Faced with a threatening military buildup by China, an outgunned Taiwan is quietly proceeding with plans to develop missiles that could strike China, defense and security experts say.
Taiwan has in recent months tested a land attack cruise missile with a range of 1,000km that could carry a 360kg warhead to targets as distant as Shanghai, according to military analysts.
Some Taiwanese military specialists have argued for decades that Taiwan should develop offensive weapons, including missiles, as a deterrent to China, which has threatened to attack the self-governing island if it moves toward formal independence. The US Defense Department estimates that China has deployed 900 missiles opposite Taiwan.
PHOTO: CHEN CHING-MIN, TAIPEI TIMES
Taiwan's military currently has no long-range missiles that could be used to attack distant targets in China.
Senior military officials and lawmakers in the governing Democratic Progressive Party (DPP) of President Chen Shui-bian (
They said these missiles were essential to Taiwan's defense because China's soaring defense spending was tilting the military balance in the China's favor.
"They want to make mainland China hesitate before launching any attack," said Andrei Chang, a Hong Kong-based expert on the Chinese and Taiwanese militaries and editor in chief of Kanwa Defense Review magazine. "These missiles could not only destroy military targets, but financial and economic targets as well."
"They want to create massive panic," he added.
There have also been unconfirmed news reports in Taiwan that the military is developing short-range ballistic missiles.
Chen's administration refuses to comment on the existence of a ballistic missile program.
The administration of US President George W. Bush has signaled that it opposes any effort by Taiwan to develop offensive weapons, including missiles.
At a time when DPP campaigns its proposal to hold a referendum on the island's bid to join the UN under the name "Taiwan," and not its official name the Republic of China, the deployment of missiles capable of striking China could further increase tensions.

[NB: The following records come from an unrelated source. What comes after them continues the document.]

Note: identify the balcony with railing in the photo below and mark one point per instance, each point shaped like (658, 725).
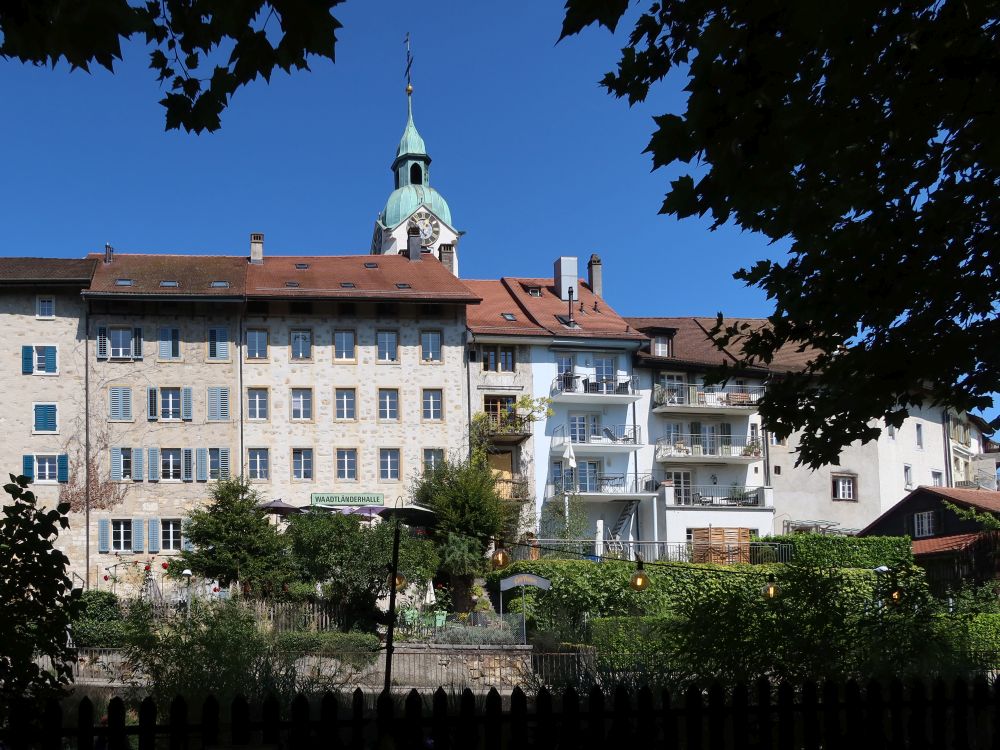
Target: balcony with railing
(704, 448)
(574, 388)
(513, 489)
(718, 496)
(597, 438)
(690, 398)
(609, 486)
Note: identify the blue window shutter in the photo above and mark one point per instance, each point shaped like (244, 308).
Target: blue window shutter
(154, 465)
(137, 464)
(137, 525)
(103, 535)
(137, 343)
(186, 403)
(102, 342)
(116, 464)
(153, 535)
(213, 403)
(202, 456)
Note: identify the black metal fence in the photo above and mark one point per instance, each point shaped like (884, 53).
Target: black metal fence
(917, 714)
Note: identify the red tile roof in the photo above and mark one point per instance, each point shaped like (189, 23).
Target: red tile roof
(42, 270)
(942, 544)
(425, 280)
(194, 275)
(537, 315)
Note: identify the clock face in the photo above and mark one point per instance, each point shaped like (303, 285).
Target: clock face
(429, 226)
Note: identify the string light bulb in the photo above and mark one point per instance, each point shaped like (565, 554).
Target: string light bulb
(770, 589)
(500, 558)
(640, 579)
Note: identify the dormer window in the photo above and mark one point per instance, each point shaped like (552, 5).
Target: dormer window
(663, 346)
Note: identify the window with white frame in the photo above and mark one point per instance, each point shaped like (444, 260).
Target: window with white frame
(170, 463)
(343, 345)
(170, 534)
(388, 464)
(120, 341)
(433, 458)
(257, 463)
(388, 403)
(924, 524)
(121, 535)
(344, 399)
(845, 487)
(46, 468)
(388, 346)
(432, 403)
(257, 403)
(430, 346)
(301, 403)
(45, 308)
(302, 463)
(301, 344)
(347, 463)
(170, 403)
(662, 346)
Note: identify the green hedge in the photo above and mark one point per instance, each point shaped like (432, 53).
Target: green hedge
(847, 551)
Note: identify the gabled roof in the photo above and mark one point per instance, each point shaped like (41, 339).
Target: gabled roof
(193, 275)
(692, 344)
(538, 315)
(17, 271)
(325, 277)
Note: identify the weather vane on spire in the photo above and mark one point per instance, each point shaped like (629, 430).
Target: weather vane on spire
(409, 64)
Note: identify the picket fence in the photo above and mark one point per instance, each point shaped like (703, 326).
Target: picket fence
(810, 716)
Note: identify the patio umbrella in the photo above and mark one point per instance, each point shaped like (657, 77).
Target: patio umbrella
(279, 507)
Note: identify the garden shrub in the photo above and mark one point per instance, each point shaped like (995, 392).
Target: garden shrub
(847, 551)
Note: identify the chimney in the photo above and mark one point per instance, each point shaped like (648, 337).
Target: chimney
(256, 248)
(413, 248)
(565, 276)
(448, 257)
(595, 275)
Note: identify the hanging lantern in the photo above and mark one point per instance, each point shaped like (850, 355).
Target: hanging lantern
(640, 579)
(771, 590)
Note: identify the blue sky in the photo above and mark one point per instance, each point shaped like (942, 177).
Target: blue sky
(534, 158)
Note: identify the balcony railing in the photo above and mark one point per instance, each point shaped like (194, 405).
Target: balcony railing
(622, 434)
(716, 495)
(605, 484)
(513, 489)
(708, 396)
(618, 385)
(754, 553)
(693, 446)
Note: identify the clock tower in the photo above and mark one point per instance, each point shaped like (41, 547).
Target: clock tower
(414, 203)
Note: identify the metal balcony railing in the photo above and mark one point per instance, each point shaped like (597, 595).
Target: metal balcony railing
(627, 434)
(618, 385)
(692, 446)
(513, 489)
(689, 394)
(605, 484)
(717, 495)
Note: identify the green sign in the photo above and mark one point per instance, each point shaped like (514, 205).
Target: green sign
(347, 498)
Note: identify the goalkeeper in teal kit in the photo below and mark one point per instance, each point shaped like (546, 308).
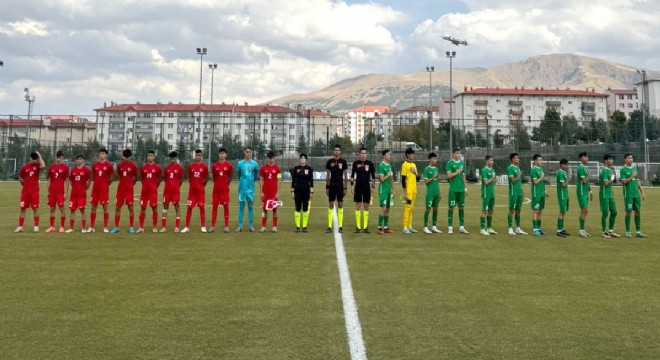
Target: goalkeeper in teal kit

There were reports in the Taiwanese media this month that the Chen administration, under pressure from Washington, had dropped plans to deploy surface-to-surface missiles on Taiwan's outlying island of Matsu near the coast of China's Fujian province.
Missiles deployed on Matsu would be able to strike targets in China where there are concentrated air, missile and land forces opposite Taiwan.
Taiwan's military refused to comment, but Beijing this week reacted sharply to the reports.
"We sternly warn the Taiwan authorities not to play with fire," Li Weiyi (
But analysts believe it will be difficult for the Bush administration to restrain Taipei while China continues its rapid buildup of missile forces that could be used to conduct strikes against military targets and vital infrastructure facilities on Taiwan.
The US and Taiwanese militaries estimate that China adds up to 100 new missiles a year to its forces arrayed against Taiwan.
"Taiwan will go ahead," said Andrew Yang (
Chang and other experts are confident that the land attack cruise missile, the Hsiung Feng-2E, developed at the Taiwan military's Chungshan Institute of Science and Technology, could soon be in production. "I am sure it is almost ready," Chang said.
In March, the Washington-based Defense News reported that this missile had been tested on Feb. 2 at the Jiupeng testing range in Pingtung County on Taiwan's southeastern coast. The newspaper reported that the Ministry of National Defense had confirmed the test without giving any further details.
Defense analysts note that Taiwan publicly acknowledged for the first time this year that offensive missile strikes were now part of its planned response to an attack from China.
In the first phase of its annual Han Kuang exercise in April, Taiwan's military conducted a computer simulation of an engagement with China in which missiles were fired at military targets on the mainland.
A US delegation, including the retired commander of US forces in the Pacific, Admiral Dennis Blair, observed the exercise, Taiwanese defense analysts said.
In the aftermath of the exercise, the Bush administration urged Taipei to avoid destabilizing the Taiwan Strait and concentrate on defensive weapons.
"We think that offensive capabilities on either side of the Taiwan Strait are destabilizing and therefore not in the interests of peace and stability," said Dennis Wilder, senior director of East Asian Affairs at the National Security Council.
The Ministry of National Defense denied that the missiles still under development were offensive weapons. It said that if a decision was made to deploy them, they would only be used if the island was attacked.
"Our country would not make provocations on its own," the ministry said in a statement. "Only if we suffered an enemy attack would we actually strike back."
Yang of the Council of Advanced Policy Studies said Taiwan's decision to develop longer-range missiles was part of a strategic reassessment of the most effective method to counter the firepower of China's improving land, air and sea forces.
The US and other powers were unwilling to supply these kinds of weapons to Taiwan, so Taiwan had no choice but to develop its own, Yang said.
Research and development teams from Taiwan's military had continued to improve the range, payload and guidance systems of domestically designed anti-ship cruise missiles to the point where they could be used against coastal military targets in China.
Yang also said some of the reports about the capabilities of these new cruise missiles could be exaggerated.